Performance Measurements
The proposed scalable pipelined Booth multiplier was first modeled in Verilog HDL and functionally verified using ModelSim simulator. Verilog HDL simulations were conducted using uniformly distributed random input test vectors with a supply voltage of 1.2 V under nominal conditions Following its functional validation, the architecture was synthesized for appropriate time/area constraints and TSMC 0.13-µm CMOS technology using the SYNOPSYS Design Compiler. Table 1 shows the comparison of hardware complexity and power consumption for different Booth multipliers in different input precisions (16-bit, 8-bit, 4-bit).
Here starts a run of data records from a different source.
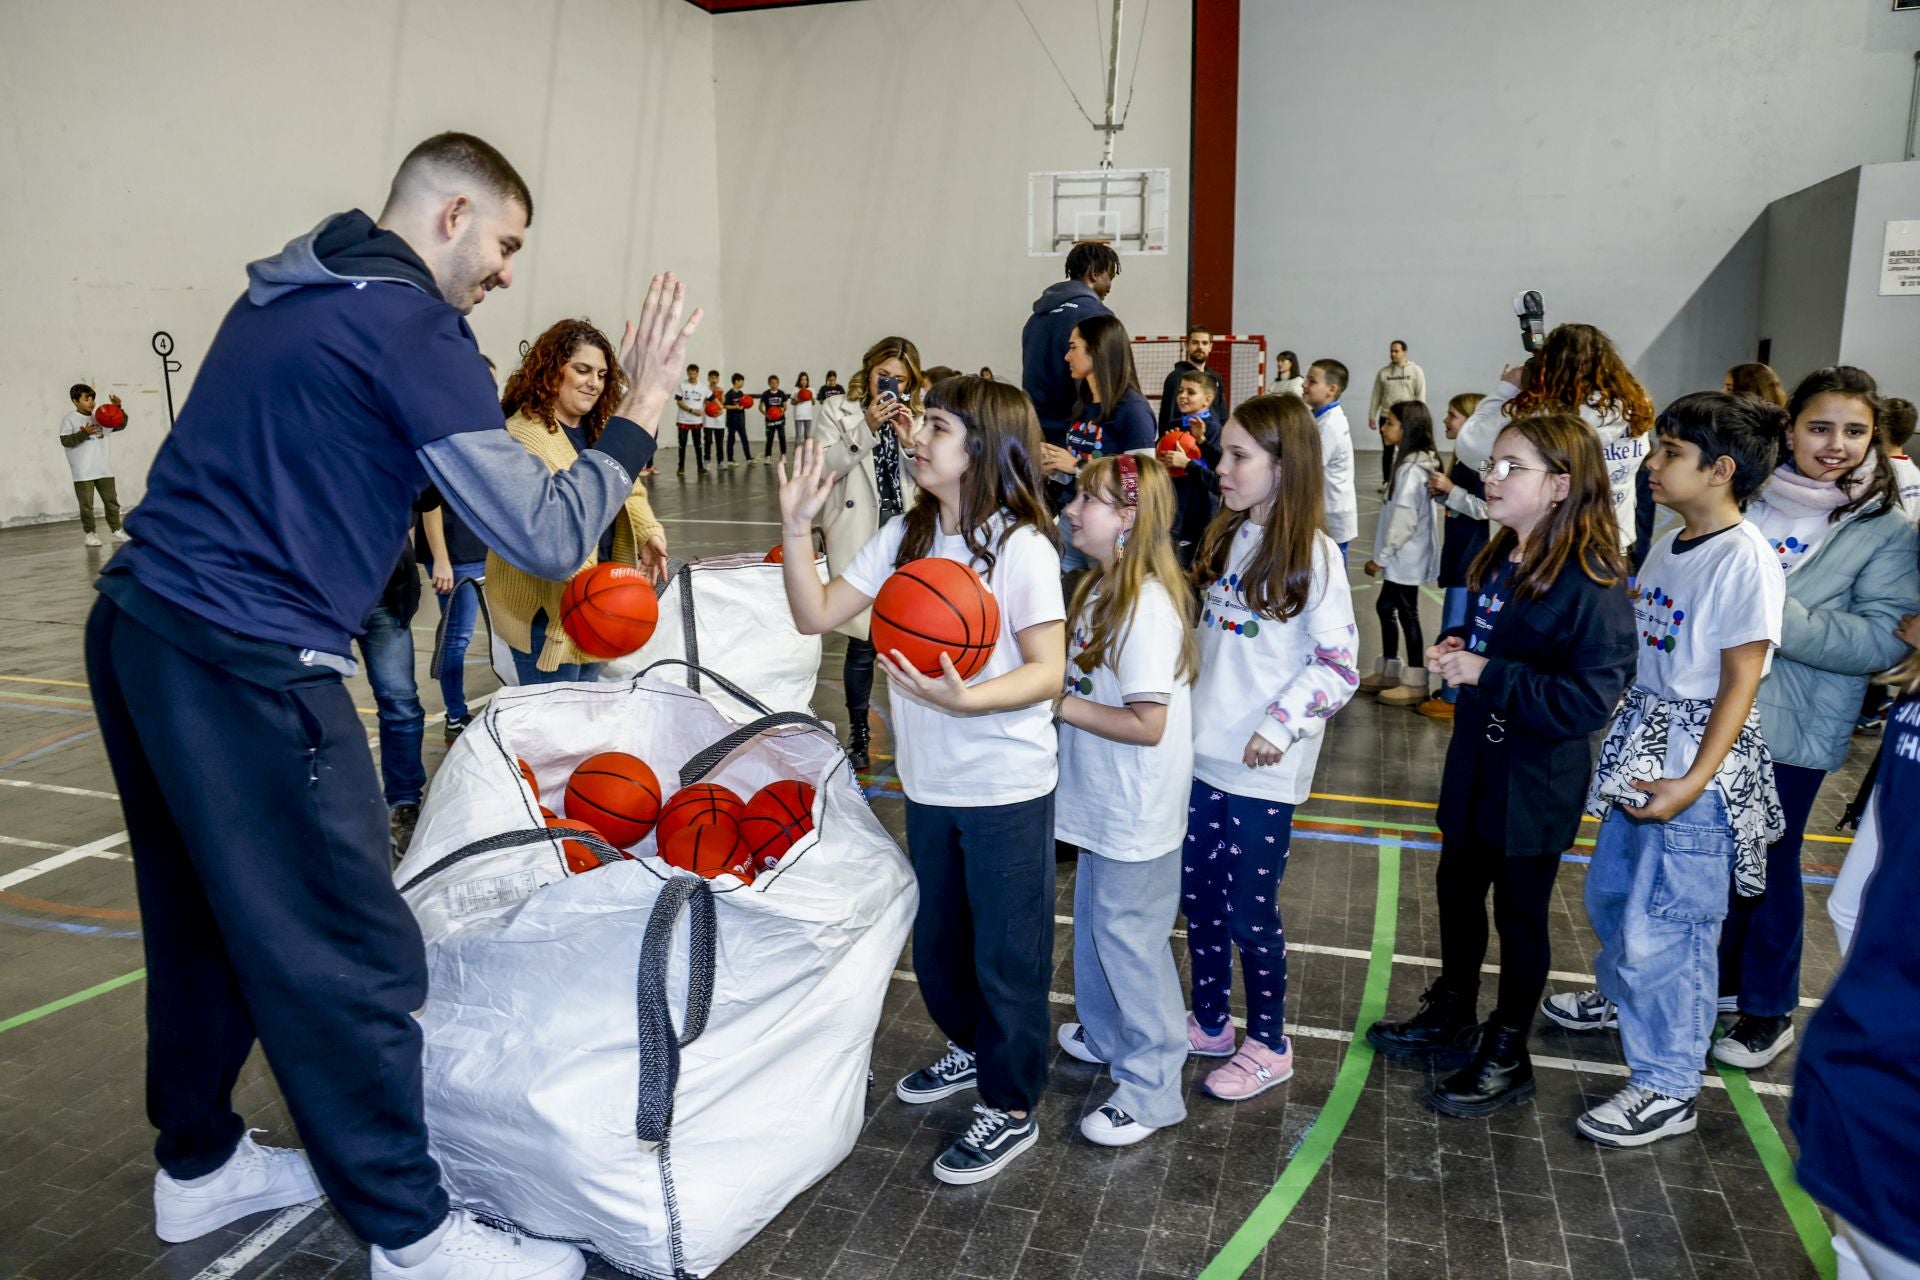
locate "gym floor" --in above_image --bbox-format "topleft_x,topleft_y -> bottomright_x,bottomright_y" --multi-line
0,454 -> 1861,1280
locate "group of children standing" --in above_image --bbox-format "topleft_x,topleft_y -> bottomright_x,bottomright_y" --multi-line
672,364 -> 840,473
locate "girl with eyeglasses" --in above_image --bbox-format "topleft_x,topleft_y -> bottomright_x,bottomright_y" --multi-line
1365,413 -> 1636,1119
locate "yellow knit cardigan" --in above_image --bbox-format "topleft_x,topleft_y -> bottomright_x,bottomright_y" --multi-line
485,411 -> 666,672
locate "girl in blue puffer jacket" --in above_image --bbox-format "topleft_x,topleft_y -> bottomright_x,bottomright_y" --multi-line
1713,366 -> 1920,1072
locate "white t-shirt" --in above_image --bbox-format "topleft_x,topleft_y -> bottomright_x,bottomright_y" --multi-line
1056,580 -> 1194,860
59,410 -> 113,482
1630,521 -> 1784,773
674,380 -> 705,426
841,514 -> 1065,807
1313,403 -> 1358,543
1891,454 -> 1920,521
1192,527 -> 1359,803
795,392 -> 816,422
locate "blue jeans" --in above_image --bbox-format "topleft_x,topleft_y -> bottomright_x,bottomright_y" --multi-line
509,608 -> 604,685
1717,761 -> 1823,1018
1587,788 -> 1736,1100
431,561 -> 488,721
356,601 -> 425,808
1439,586 -> 1470,704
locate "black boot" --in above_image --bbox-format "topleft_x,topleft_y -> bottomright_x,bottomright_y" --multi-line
1430,1022 -> 1535,1118
1365,982 -> 1479,1062
847,715 -> 871,771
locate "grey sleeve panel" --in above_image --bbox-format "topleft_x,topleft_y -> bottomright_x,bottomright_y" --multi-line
417,430 -> 637,581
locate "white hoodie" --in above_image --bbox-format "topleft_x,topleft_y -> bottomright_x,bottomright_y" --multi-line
1453,379 -> 1647,552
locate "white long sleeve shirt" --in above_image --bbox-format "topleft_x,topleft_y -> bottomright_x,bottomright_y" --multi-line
1314,402 -> 1359,544
1453,379 -> 1646,552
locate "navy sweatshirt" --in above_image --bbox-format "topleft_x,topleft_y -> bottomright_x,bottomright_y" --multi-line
1020,279 -> 1112,440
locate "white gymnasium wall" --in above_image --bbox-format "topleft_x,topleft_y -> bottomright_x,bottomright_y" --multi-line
1235,0 -> 1918,434
706,0 -> 1191,393
0,0 -> 723,526
1758,169 -> 1860,389
1839,161 -> 1920,403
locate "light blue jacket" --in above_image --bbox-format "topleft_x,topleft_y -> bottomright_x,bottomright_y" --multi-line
1752,498 -> 1920,772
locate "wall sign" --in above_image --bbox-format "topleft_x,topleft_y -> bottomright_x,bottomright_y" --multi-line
1880,220 -> 1920,295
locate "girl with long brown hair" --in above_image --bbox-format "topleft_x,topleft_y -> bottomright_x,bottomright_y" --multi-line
487,317 -> 668,683
1051,455 -> 1198,1146
777,375 -> 1065,1187
1366,413 -> 1636,1119
1182,394 -> 1359,1101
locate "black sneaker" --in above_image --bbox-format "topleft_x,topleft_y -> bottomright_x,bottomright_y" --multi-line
1575,1084 -> 1697,1147
1711,1014 -> 1794,1069
443,714 -> 471,744
1365,982 -> 1479,1062
389,803 -> 421,864
1541,989 -> 1618,1031
932,1105 -> 1037,1185
896,1042 -> 977,1104
1056,1023 -> 1106,1065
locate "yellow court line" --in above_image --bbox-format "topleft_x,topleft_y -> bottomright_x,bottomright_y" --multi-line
1310,790 -> 1854,844
0,675 -> 91,690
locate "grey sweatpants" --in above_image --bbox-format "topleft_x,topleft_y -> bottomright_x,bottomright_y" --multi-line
1073,847 -> 1189,1129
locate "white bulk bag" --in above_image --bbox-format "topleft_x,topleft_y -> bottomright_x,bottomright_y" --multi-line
393,664 -> 914,1279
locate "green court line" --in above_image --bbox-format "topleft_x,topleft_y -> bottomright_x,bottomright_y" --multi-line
0,968 -> 146,1035
1199,842 -> 1401,1278
1713,1060 -> 1837,1278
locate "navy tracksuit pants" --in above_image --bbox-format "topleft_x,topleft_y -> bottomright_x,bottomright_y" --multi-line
85,581 -> 446,1248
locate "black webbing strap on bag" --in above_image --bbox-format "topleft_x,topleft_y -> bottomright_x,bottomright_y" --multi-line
397,824 -> 624,895
677,713 -> 837,789
633,873 -> 716,1144
427,574 -> 491,681
635,658 -> 781,720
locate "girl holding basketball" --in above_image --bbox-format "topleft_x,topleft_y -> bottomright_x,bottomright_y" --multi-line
1052,454 -> 1199,1146
1184,393 -> 1359,1100
777,375 -> 1066,1187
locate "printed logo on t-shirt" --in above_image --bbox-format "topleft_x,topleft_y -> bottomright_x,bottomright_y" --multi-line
1470,588 -> 1504,655
1202,571 -> 1263,638
1894,697 -> 1920,764
1065,622 -> 1096,694
1066,417 -> 1105,462
1629,581 -> 1685,652
1772,535 -> 1812,573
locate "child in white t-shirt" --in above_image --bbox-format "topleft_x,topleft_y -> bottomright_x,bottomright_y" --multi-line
1302,359 -> 1359,556
792,372 -> 817,446
776,374 -> 1065,1188
59,382 -> 129,547
1883,396 -> 1920,520
1184,393 -> 1359,1100
1550,391 -> 1787,1149
673,363 -> 706,475
1051,454 -> 1197,1147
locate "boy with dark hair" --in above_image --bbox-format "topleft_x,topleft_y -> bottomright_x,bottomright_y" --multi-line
758,374 -> 790,463
722,372 -> 752,468
60,382 -> 129,546
674,361 -> 706,475
1158,326 -> 1224,433
704,368 -> 726,467
1883,395 -> 1919,519
1302,358 -> 1358,555
1021,240 -> 1120,444
1551,391 -> 1786,1147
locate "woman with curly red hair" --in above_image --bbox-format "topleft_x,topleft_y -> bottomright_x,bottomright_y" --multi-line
1452,322 -> 1656,555
487,318 -> 669,683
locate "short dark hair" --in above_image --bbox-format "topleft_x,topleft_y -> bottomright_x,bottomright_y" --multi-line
1654,391 -> 1783,508
1310,359 -> 1349,394
922,366 -> 964,387
1065,241 -> 1121,282
70,383 -> 94,401
826,369 -> 839,379
1178,370 -> 1217,398
1188,325 -> 1213,339
731,372 -> 744,383
1884,397 -> 1918,450
393,132 -> 534,222
767,374 -> 780,382
1390,339 -> 1407,351
686,362 -> 699,374
707,369 -> 720,378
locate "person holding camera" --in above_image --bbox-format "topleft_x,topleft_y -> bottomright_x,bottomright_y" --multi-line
809,336 -> 924,769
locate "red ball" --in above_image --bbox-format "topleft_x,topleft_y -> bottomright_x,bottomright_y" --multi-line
539,804 -> 558,821
767,404 -> 785,422
740,780 -> 817,871
740,394 -> 755,409
871,558 -> 1001,680
764,544 -> 785,564
517,758 -> 540,800
1157,430 -> 1200,469
561,563 -> 660,659
548,817 -> 618,874
704,398 -> 722,418
795,387 -> 814,403
655,783 -> 746,850
93,403 -> 127,430
660,822 -> 753,881
565,752 -> 662,847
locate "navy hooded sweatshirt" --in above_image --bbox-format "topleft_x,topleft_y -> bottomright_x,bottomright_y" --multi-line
1021,278 -> 1113,441
111,210 -> 653,658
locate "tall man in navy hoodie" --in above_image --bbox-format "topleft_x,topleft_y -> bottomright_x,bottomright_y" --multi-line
1021,240 -> 1119,446
86,133 -> 700,1280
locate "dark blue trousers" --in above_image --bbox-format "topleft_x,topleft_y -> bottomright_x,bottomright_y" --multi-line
85,586 -> 446,1248
1718,761 -> 1824,1018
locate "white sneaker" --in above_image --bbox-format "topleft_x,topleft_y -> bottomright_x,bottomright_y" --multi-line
1057,1022 -> 1106,1065
83,532 -> 103,548
1081,1103 -> 1159,1147
153,1130 -> 322,1243
371,1210 -> 584,1279
113,529 -> 132,543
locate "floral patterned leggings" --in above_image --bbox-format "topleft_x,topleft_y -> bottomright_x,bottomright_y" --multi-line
1182,780 -> 1296,1047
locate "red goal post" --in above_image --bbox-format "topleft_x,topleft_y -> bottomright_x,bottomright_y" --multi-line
1132,334 -> 1267,421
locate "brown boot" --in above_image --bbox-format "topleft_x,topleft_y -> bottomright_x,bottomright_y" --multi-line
1357,657 -> 1400,693
1378,667 -> 1431,707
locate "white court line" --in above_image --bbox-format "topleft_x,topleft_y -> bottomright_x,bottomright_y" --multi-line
0,778 -> 119,800
0,832 -> 127,890
190,1201 -> 323,1279
0,835 -> 68,852
657,517 -> 784,527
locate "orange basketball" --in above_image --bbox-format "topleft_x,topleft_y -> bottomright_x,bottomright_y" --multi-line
740,780 -> 817,871
764,544 -> 784,564
1157,430 -> 1200,471
654,783 -> 746,850
548,817 -> 618,874
740,394 -> 755,409
539,804 -> 558,821
767,404 -> 785,422
517,758 -> 540,799
704,398 -> 722,418
565,752 -> 662,847
871,558 -> 1000,680
660,822 -> 753,881
796,387 -> 814,403
560,563 -> 660,659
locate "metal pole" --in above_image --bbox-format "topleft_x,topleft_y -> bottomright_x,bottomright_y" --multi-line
1098,0 -> 1121,169
1906,50 -> 1919,162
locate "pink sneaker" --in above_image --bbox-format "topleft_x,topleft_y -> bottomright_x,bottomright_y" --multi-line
1187,1011 -> 1237,1057
1203,1035 -> 1294,1100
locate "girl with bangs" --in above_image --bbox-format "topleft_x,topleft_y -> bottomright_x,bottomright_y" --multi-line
1366,414 -> 1636,1118
1050,455 -> 1198,1146
487,317 -> 669,683
1182,394 -> 1359,1100
777,376 -> 1066,1187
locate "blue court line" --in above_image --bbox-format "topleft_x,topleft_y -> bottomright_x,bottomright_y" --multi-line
0,905 -> 142,939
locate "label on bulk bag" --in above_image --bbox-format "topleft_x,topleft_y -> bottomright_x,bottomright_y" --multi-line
450,869 -> 544,917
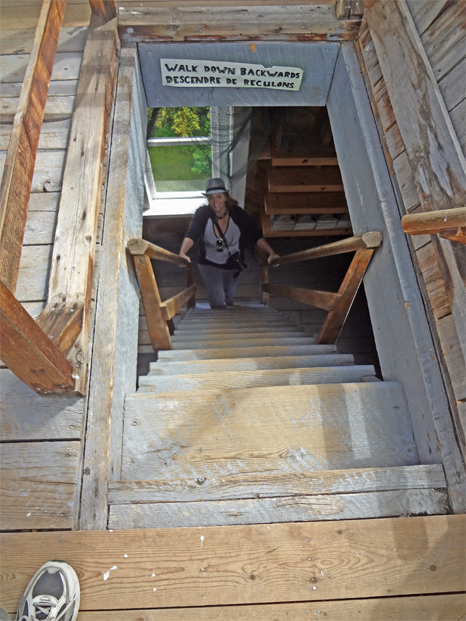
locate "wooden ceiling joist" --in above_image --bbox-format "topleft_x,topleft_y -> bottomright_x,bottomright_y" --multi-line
118,4 -> 361,44
89,0 -> 117,22
0,0 -> 66,293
The power analysis of the gate level structure for Booth multipliers has been conducted using Synopsys PrimePower tool. For power comparison, 5-stage pipelined Booth multipliers were used to get almost same clock frequency, and the same number of random input test vectors for the 16-bit, 8-bit and 4-bit cases were given to measure the power consumption using PrimePower tool. For the 8-bit and 4-bit computations, the proposed scalable Booth multiplier affords reductions in power consumption of 29% and 58%, respectively, in comparison with a non-scalable multiplier However, for the 16-bit computations, the power consumption of the proposed Booth multiplier is higher than that of the non-scalable Booth multiplier, due to the overhead logic used to render the power-aware. Globally, however, the proposed Booth multiplier is 20% more power-efficient than the non-scalable Booth multiplier, as well as offering high speed 
Conclusion
In this paper, we propose a novel power-aware scalable Booth multiplier designed to provide low power consumption in highly changing environments. In this work, the sharing common functional units, ensemble of optimized Wallace-trees and pipelining technique were used to design the proposed power-aware Booth multiplier. Comparable power savings have been observed in preliminary experiments with the non-scalable Booth multiplier. As a result, the proposed Booth multiplier has better power-scalability characteristics, and thus be more globally power efficient than other non-scalable Booth multiplier over a variety of scenarios. The proposed multiplier architecture can be applicable to other signal processing computations for applications with a variety of scenarios.